After the cold water her flesh was like hot oil on his skin. Suddenly he felt as if he were in a dream. He was making love to Lady Hallim’s daughter in a waterfall in Virginia: how could it be real?
She put her tongue in his mouth and he sucked it. She giggled, then her face became serious again, and a look of concentration came over her. She pulled on his neck, lifting herself, then let her body sink down again, repeatedly. She groaned deep in her throat and half closed her eyes. He watched her face, mesmerized.

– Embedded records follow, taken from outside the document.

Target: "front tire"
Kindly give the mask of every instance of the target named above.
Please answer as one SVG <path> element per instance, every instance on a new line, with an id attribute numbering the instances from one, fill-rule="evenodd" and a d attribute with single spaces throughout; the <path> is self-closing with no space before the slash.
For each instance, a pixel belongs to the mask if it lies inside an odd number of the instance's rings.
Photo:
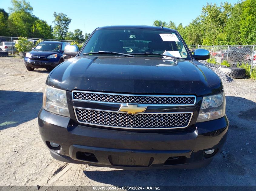
<path id="1" fill-rule="evenodd" d="M 26 68 L 28 71 L 33 71 L 35 69 L 34 68 L 32 68 L 29 66 L 26 66 Z"/>

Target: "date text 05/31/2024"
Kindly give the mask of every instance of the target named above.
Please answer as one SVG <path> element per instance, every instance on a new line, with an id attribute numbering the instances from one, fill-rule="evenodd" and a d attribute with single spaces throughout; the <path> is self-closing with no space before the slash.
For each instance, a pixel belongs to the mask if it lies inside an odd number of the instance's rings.
<path id="1" fill-rule="evenodd" d="M 121 188 L 122 190 L 160 190 L 160 188 L 157 186 L 93 186 L 94 190 L 117 190 Z"/>

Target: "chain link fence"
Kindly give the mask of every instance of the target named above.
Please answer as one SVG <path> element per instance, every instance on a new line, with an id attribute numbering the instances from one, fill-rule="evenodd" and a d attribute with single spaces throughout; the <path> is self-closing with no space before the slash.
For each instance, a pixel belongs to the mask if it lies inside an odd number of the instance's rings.
<path id="1" fill-rule="evenodd" d="M 241 65 L 242 63 L 256 66 L 256 47 L 255 46 L 203 46 L 188 45 L 191 51 L 198 49 L 208 50 L 210 58 L 219 64 L 226 61 L 231 66 Z"/>

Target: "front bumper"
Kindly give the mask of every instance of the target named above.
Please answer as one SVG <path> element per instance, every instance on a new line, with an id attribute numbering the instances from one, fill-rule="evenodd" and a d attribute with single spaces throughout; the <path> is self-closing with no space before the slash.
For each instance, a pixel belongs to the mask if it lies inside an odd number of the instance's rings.
<path id="1" fill-rule="evenodd" d="M 24 59 L 24 64 L 26 66 L 35 68 L 53 68 L 59 64 L 59 61 L 52 61 L 52 59 L 43 60 L 31 60 L 25 57 Z"/>
<path id="2" fill-rule="evenodd" d="M 52 156 L 57 160 L 136 169 L 206 166 L 212 157 L 206 156 L 204 151 L 214 148 L 215 154 L 221 149 L 226 139 L 229 124 L 225 116 L 197 123 L 188 131 L 126 131 L 78 125 L 69 118 L 42 109 L 38 114 L 38 122 L 44 142 Z M 48 142 L 58 143 L 60 148 L 51 149 Z M 81 153 L 89 154 L 90 156 Z M 179 158 L 175 161 L 172 157 Z"/>

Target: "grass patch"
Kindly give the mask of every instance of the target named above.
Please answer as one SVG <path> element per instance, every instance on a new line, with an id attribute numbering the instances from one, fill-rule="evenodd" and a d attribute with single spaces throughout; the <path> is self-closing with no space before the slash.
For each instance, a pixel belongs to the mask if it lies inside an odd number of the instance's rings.
<path id="1" fill-rule="evenodd" d="M 212 58 L 211 59 L 209 59 L 207 60 L 207 62 L 209 63 L 211 63 L 214 64 L 218 64 L 217 62 L 216 62 L 216 60 L 213 58 Z"/>
<path id="2" fill-rule="evenodd" d="M 222 62 L 221 62 L 221 65 L 224 65 L 225 66 L 227 66 L 227 67 L 230 67 L 230 64 L 228 62 L 228 61 L 227 60 L 224 60 Z"/>

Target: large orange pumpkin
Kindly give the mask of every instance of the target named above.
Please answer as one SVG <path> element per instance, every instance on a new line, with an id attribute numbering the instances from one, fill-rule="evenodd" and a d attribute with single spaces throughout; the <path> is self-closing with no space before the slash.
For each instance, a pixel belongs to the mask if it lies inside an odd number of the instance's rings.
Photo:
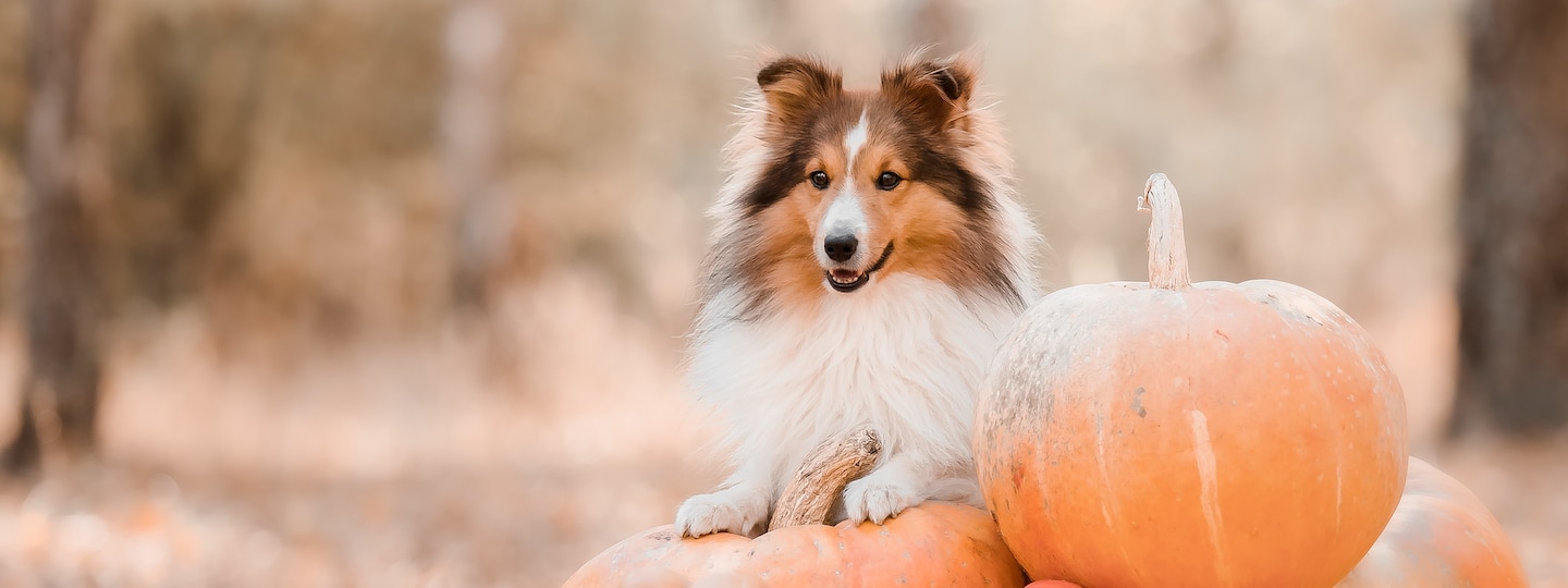
<path id="1" fill-rule="evenodd" d="M 1339 588 L 1527 586 L 1497 519 L 1458 480 L 1410 458 L 1394 519 Z"/>
<path id="2" fill-rule="evenodd" d="M 1405 400 L 1366 331 L 1278 281 L 1187 278 L 1149 177 L 1149 282 L 1058 290 L 977 409 L 986 505 L 1032 577 L 1094 586 L 1330 586 L 1405 486 Z"/>
<path id="3" fill-rule="evenodd" d="M 925 502 L 886 525 L 800 525 L 756 539 L 732 533 L 681 538 L 671 525 L 663 525 L 599 554 L 566 586 L 619 588 L 638 585 L 638 579 L 679 586 L 702 583 L 710 574 L 760 579 L 770 588 L 1024 585 L 1024 572 L 989 514 L 974 506 Z"/>

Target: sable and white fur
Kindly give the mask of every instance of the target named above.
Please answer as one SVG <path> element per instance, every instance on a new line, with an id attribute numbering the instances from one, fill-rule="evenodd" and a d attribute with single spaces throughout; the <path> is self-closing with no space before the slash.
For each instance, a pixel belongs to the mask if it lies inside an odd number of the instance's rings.
<path id="1" fill-rule="evenodd" d="M 710 212 L 688 365 L 699 400 L 728 419 L 734 475 L 688 499 L 677 530 L 760 533 L 808 452 L 861 423 L 884 450 L 834 519 L 980 505 L 974 394 L 1038 293 L 1035 230 L 972 66 L 908 60 L 881 88 L 845 91 L 836 71 L 786 56 L 757 80 Z M 894 171 L 902 182 L 883 176 Z M 864 246 L 836 262 L 831 232 Z"/>

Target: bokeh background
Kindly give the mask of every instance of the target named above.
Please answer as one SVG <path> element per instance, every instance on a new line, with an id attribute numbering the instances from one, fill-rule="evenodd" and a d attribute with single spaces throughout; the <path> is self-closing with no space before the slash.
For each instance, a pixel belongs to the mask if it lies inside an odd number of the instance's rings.
<path id="1" fill-rule="evenodd" d="M 0 3 L 0 406 L 28 368 L 36 5 Z M 0 585 L 554 586 L 670 522 L 724 474 L 681 337 L 757 49 L 870 85 L 924 44 L 983 56 L 1047 287 L 1143 279 L 1134 198 L 1170 174 L 1193 276 L 1356 317 L 1416 455 L 1477 491 L 1537 586 L 1568 585 L 1562 437 L 1446 436 L 1471 11 L 102 2 L 72 163 L 97 455 L 5 481 Z"/>

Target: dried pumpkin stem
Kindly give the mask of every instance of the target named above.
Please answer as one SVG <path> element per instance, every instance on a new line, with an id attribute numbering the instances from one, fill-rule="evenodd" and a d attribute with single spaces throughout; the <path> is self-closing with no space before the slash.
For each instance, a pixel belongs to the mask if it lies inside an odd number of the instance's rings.
<path id="1" fill-rule="evenodd" d="M 1138 210 L 1152 212 L 1149 221 L 1149 285 L 1165 290 L 1187 290 L 1187 232 L 1181 224 L 1181 199 L 1165 174 L 1149 176 L 1138 196 Z"/>
<path id="2" fill-rule="evenodd" d="M 869 474 L 880 453 L 881 437 L 870 426 L 817 445 L 784 486 L 768 530 L 826 522 L 844 486 Z"/>

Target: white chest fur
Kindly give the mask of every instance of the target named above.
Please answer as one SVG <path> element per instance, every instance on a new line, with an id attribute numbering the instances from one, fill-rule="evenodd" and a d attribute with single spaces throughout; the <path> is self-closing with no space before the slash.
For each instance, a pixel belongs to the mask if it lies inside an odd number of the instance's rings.
<path id="1" fill-rule="evenodd" d="M 975 387 L 1019 310 L 911 274 L 748 321 L 732 320 L 737 304 L 739 292 L 707 303 L 690 358 L 698 397 L 729 419 L 737 469 L 782 483 L 861 423 L 884 455 L 969 469 Z"/>

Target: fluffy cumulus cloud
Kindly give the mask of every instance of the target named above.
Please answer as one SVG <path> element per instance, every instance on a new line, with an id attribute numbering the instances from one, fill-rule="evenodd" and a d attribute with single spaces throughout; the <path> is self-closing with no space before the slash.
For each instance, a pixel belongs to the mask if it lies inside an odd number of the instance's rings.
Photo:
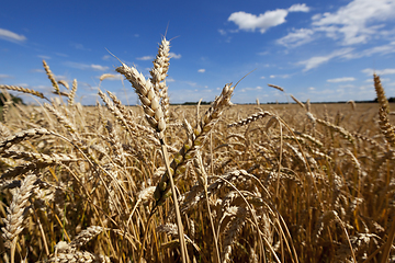
<path id="1" fill-rule="evenodd" d="M 332 52 L 332 53 L 330 53 L 329 55 L 326 55 L 326 56 L 316 56 L 316 57 L 312 57 L 312 58 L 309 58 L 307 60 L 300 61 L 298 65 L 305 66 L 303 71 L 308 71 L 311 69 L 314 69 L 314 68 L 318 67 L 321 64 L 328 62 L 329 60 L 331 60 L 331 59 L 334 59 L 336 57 L 345 57 L 350 52 L 352 52 L 352 48 L 337 49 L 337 50 L 335 50 L 335 52 Z"/>
<path id="2" fill-rule="evenodd" d="M 143 56 L 143 57 L 138 57 L 137 60 L 154 60 L 153 56 Z"/>
<path id="3" fill-rule="evenodd" d="M 300 11 L 307 8 L 297 4 L 292 7 Z M 391 30 L 386 30 L 385 22 L 394 20 L 394 0 L 353 0 L 335 12 L 315 14 L 308 28 L 293 30 L 280 38 L 278 44 L 298 46 L 319 33 L 345 46 L 365 44 L 370 39 L 393 34 Z"/>
<path id="4" fill-rule="evenodd" d="M 289 8 L 290 12 L 308 12 L 309 8 L 305 3 L 295 3 Z"/>
<path id="5" fill-rule="evenodd" d="M 181 58 L 181 54 L 169 53 L 169 57 L 172 58 L 172 59 L 180 59 L 180 58 Z"/>
<path id="6" fill-rule="evenodd" d="M 356 78 L 352 77 L 343 77 L 343 78 L 328 79 L 327 82 L 338 83 L 338 82 L 354 81 L 354 80 Z"/>
<path id="7" fill-rule="evenodd" d="M 264 33 L 268 28 L 283 24 L 286 22 L 285 18 L 289 12 L 308 12 L 309 8 L 306 4 L 296 3 L 289 9 L 276 9 L 266 11 L 259 15 L 247 13 L 244 11 L 234 12 L 228 18 L 228 21 L 234 22 L 239 30 L 256 31 Z"/>
<path id="8" fill-rule="evenodd" d="M 26 37 L 9 30 L 0 28 L 0 38 L 9 42 L 24 42 Z"/>
<path id="9" fill-rule="evenodd" d="M 311 28 L 293 28 L 290 34 L 278 39 L 276 43 L 287 47 L 296 47 L 311 42 L 313 39 L 313 34 L 314 31 Z"/>
<path id="10" fill-rule="evenodd" d="M 95 65 L 95 64 L 92 64 L 90 66 L 90 68 L 93 70 L 98 70 L 98 71 L 104 71 L 104 70 L 109 69 L 109 67 L 106 67 L 106 66 L 101 66 L 101 65 Z"/>
<path id="11" fill-rule="evenodd" d="M 106 66 L 101 66 L 101 65 L 95 65 L 95 64 L 81 64 L 81 62 L 72 62 L 72 61 L 66 61 L 64 65 L 66 65 L 67 67 L 70 68 L 77 68 L 77 69 L 82 69 L 82 70 L 95 70 L 95 71 L 104 71 L 104 70 L 109 70 L 109 67 Z"/>
<path id="12" fill-rule="evenodd" d="M 313 26 L 343 45 L 366 43 L 382 28 L 382 22 L 393 19 L 393 0 L 353 0 L 334 13 L 316 14 Z"/>
<path id="13" fill-rule="evenodd" d="M 379 76 L 381 75 L 395 75 L 395 69 L 387 68 L 387 69 L 371 69 L 366 68 L 362 70 L 363 73 L 368 76 L 373 76 L 373 73 L 376 73 Z"/>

Out of the corner of his eyes he saw something move on the bank. He turned his head and glimpsed a flash of color, then it was gone. Someone had been watching. Had Peg stumbled on them accidentally, or was it a stranger? He knew he should worry, but Lizzie moaned louder, and the thought left his mind. She began to cry out, her thighs squeezed him in a rhythm that went faster and faster, then she crushed her body to his and screamed, and he held her tight and shook with passion until he was drained.
When they returned to the campsite Peg was gone.
Mack had a bad feeling. “I thought I saw someone, down by the pool, when we were making love. It was just a glimpse, and I couldn’t even tell whether it was a man, woman or child.”
“I’m sure it was Peg,” Lizzie said. “I think she’s run off.”
Mack narrowed his eyes. “What makes you so sure?”
“She’s jealous of me because you love me.”
“What?”
“She loves you, Mack. She told me she was going to marry you. Of course it’s just a girlish fantasy, but she doesn’t know that. She’s been miserable for days, and I think she saw us making love and ran away.”
Mack had a dreadful feeling this was true. He imagined how Peg felt and the thought was agonizing. Now that poor child was wandering alone in the mountains at night. “Oh, God, what are we going to do?” he said.
“Look for her.”
“Aye.” Mack shook himself. “At least she hasn’t taken a horse. She can’t have gone far. We’ll search together. Let’s make torches. She’s probably gone back the way we came. Weil find her asleep under a bush, I’ll bet.”
They searched all night.
They backtracked for hours, shining their lights into the woods on either side of the winding trail. Then they returned to their camp, made new torches, and followed the stream up the mountainside, scrambling over rocks. There was no sign of her.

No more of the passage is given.